In 1975 photographer Mike Mandel embarked on a rather brilliant project: to satirise the then-new phenomenon of the fine art photography community being consumed by the larger art world and commercial culture in general. To do this he travelled around America with a bunch of baseball paraphernalia - caps, gloves, bats, masks and more - and photographed as many of his colleagues as he could persuade, kitted-out and posing as baseball players. He then produced trading cards of these Baseballer-Photographers, complete with stats on the reverse of the cards, and sold them in packs complete with a stick of gum through galleries and museums throughout the country. The stats listed - along with more conventional details like weight and height - categories such as 'favourite camera' and 'favourite film'.

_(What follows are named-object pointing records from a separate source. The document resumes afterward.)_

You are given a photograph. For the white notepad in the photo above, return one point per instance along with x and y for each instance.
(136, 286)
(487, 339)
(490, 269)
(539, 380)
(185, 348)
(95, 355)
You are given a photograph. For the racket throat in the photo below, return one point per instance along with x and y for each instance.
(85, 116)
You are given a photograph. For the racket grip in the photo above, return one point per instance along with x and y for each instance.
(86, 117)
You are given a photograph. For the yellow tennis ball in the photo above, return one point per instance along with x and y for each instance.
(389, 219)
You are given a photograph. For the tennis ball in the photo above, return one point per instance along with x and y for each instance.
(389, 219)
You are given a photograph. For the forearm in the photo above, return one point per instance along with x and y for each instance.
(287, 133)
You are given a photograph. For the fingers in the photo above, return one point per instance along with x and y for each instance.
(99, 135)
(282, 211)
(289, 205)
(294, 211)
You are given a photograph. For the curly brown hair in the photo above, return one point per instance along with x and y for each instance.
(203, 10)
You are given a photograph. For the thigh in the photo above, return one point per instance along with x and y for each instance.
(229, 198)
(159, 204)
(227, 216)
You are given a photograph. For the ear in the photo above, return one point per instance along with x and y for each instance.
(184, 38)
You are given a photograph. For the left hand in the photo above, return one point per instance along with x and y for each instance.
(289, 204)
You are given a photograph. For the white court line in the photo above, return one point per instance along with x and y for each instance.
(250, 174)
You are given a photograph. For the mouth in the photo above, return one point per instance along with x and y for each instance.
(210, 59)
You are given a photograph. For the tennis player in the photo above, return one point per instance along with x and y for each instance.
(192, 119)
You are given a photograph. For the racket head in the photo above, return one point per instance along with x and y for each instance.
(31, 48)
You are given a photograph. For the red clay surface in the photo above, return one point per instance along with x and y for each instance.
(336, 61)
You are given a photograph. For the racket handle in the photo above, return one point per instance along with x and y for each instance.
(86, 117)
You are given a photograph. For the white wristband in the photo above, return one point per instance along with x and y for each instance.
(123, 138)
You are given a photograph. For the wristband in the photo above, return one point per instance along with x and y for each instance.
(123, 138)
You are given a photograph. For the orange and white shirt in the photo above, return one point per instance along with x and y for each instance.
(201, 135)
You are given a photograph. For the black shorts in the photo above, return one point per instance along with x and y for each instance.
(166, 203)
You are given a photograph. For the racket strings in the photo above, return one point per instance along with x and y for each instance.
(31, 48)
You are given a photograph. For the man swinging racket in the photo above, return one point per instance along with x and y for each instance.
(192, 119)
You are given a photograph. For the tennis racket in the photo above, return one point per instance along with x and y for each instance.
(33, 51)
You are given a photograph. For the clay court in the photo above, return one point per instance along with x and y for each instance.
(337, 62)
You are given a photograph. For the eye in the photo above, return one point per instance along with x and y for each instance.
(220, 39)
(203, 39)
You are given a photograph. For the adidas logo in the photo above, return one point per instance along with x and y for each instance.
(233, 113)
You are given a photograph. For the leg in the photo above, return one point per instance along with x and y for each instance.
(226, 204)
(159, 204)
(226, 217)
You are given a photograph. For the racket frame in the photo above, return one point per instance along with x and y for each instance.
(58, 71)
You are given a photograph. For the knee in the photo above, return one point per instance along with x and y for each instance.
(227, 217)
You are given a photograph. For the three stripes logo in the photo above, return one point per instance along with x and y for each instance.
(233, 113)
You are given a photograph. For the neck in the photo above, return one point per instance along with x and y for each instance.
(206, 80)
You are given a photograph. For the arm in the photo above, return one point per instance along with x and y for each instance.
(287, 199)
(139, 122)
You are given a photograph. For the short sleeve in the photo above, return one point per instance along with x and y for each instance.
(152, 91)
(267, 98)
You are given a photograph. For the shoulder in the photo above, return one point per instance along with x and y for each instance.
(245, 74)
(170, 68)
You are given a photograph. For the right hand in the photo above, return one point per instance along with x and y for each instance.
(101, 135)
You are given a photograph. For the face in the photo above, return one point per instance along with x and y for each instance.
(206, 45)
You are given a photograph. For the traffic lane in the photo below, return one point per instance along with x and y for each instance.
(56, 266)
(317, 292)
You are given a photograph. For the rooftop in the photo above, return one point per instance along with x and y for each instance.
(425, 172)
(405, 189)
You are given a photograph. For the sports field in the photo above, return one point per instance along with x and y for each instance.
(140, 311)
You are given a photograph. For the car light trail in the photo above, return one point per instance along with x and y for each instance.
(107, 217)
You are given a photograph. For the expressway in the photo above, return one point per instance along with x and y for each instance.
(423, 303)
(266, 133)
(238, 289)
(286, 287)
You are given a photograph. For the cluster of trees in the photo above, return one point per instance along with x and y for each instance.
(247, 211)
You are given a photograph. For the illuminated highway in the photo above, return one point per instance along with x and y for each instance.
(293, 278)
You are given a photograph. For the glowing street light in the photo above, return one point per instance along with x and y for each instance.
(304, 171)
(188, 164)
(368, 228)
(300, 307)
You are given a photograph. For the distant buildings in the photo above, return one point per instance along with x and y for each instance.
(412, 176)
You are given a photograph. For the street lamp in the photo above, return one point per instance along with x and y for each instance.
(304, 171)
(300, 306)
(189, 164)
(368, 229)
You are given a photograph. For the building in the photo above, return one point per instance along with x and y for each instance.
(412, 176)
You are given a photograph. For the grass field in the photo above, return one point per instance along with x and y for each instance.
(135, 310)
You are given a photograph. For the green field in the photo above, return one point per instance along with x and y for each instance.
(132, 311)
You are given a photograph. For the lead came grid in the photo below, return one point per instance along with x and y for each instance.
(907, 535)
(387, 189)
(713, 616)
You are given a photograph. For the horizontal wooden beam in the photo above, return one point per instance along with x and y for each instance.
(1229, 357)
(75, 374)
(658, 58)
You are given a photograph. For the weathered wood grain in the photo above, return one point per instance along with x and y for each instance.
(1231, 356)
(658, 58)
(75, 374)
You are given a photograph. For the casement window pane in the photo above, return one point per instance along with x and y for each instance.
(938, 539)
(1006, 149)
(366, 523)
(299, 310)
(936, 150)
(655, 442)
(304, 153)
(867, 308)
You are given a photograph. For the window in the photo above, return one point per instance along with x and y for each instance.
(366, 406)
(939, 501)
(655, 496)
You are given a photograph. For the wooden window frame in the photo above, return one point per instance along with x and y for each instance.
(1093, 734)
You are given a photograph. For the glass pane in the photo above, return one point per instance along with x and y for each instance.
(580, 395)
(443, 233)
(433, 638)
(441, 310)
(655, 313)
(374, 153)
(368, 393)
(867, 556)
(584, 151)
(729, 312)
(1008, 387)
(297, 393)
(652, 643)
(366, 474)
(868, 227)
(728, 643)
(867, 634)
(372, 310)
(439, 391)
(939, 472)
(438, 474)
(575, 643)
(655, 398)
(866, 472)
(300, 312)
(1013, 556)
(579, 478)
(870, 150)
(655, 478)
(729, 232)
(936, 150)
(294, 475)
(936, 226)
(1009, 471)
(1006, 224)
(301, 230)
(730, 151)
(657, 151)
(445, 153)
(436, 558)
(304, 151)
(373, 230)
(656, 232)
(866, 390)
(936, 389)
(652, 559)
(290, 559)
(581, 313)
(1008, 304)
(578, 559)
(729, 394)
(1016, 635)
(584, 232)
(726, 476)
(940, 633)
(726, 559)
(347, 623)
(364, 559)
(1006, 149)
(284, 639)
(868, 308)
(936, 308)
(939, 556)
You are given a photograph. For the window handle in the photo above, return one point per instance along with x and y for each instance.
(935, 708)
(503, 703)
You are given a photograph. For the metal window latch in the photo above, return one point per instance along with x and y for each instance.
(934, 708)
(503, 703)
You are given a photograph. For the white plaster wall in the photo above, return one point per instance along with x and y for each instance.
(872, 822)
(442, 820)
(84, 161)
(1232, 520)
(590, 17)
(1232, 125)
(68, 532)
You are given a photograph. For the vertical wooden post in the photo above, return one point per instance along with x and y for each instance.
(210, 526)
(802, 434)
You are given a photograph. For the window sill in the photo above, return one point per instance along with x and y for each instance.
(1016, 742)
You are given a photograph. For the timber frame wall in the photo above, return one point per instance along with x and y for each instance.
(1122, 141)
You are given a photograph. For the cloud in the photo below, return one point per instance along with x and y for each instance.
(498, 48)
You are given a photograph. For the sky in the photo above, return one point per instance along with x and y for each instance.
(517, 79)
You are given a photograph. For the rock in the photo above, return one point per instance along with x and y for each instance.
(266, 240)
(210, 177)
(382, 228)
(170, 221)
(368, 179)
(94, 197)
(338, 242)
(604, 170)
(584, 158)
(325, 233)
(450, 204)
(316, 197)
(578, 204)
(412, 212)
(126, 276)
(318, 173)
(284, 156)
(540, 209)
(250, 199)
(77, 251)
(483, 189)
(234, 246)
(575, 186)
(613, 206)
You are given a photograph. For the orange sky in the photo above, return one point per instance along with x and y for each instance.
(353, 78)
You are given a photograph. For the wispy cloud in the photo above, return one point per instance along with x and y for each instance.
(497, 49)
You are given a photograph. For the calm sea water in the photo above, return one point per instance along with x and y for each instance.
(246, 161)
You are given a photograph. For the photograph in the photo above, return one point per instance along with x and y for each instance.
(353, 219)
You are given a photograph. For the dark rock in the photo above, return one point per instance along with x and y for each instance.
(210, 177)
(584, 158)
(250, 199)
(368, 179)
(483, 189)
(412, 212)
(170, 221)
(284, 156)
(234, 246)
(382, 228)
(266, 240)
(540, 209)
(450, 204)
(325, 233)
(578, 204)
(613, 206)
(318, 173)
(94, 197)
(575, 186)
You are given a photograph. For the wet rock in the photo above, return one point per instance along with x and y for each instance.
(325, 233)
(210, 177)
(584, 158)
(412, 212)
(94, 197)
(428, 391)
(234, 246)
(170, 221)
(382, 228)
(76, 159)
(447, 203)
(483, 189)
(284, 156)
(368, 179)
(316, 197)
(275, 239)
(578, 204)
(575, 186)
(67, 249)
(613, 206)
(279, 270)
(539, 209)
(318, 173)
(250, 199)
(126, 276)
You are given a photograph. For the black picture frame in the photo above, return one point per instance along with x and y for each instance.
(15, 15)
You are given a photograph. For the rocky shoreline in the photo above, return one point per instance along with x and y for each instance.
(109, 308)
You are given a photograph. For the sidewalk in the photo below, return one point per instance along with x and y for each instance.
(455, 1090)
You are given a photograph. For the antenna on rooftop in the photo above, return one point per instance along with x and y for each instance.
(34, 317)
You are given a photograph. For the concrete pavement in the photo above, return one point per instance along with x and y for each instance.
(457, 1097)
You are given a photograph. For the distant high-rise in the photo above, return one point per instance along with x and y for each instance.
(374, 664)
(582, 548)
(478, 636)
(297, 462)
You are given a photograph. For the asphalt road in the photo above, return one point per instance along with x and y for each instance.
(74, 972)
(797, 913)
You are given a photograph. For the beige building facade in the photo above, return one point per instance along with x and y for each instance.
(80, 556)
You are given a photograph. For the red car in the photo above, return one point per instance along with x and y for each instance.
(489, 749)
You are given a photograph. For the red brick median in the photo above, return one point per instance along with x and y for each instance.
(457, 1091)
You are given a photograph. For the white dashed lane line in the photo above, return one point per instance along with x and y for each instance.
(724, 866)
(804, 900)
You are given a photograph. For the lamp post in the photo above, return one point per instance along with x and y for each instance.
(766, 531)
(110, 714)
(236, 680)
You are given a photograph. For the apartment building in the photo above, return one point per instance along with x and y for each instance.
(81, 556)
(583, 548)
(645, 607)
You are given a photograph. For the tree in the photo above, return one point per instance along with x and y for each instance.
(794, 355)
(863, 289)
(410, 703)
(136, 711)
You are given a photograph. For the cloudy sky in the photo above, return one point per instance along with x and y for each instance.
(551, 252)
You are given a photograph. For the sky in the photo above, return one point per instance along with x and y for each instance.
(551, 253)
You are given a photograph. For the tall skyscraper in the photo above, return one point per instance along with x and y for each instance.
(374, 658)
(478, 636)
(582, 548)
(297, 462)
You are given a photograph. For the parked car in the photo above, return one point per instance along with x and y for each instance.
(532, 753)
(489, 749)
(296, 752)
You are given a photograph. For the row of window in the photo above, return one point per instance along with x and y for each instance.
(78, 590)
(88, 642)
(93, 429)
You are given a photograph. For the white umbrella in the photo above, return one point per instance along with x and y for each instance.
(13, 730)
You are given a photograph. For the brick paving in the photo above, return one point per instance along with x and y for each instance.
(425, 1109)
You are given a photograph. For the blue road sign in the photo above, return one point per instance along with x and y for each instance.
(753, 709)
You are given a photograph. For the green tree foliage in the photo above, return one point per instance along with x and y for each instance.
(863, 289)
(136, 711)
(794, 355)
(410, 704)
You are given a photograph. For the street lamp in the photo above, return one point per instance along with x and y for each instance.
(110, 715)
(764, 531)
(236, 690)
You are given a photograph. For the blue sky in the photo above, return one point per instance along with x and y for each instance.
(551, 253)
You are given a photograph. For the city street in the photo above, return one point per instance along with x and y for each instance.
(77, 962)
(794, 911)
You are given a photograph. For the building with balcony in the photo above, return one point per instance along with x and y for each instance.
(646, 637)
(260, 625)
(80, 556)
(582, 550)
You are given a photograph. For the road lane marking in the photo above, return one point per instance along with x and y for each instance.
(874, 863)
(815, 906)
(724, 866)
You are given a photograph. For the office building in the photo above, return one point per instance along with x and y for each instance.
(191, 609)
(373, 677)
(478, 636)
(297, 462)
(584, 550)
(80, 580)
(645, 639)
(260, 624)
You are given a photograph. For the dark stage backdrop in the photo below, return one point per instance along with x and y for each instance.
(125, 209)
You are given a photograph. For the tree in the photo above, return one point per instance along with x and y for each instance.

Mandel got some real heavyweights to participate in this project - legends like Ansel Adams, Imogen Cunningham, Harry Callahan, Ed Ruscha, Manuel Alvarez Bravo, Minor White, Lewis Baltz and Duane Michals are all 'at bat' - and the resulting series is unexpected, hilarious and also very cool.
Ironically, whilst Mandel set out to satirise the commercialisation of fine art photography, these cards - especially a complete set - are now extremely rare and sought-after collectors' items in their own right.
A couple of years after this project, Mandel went on to cement his reputation as a conceptual force in photography when he created Evidence with Larry Sultan, one of the seminal art photography projects of the Twentieth Century.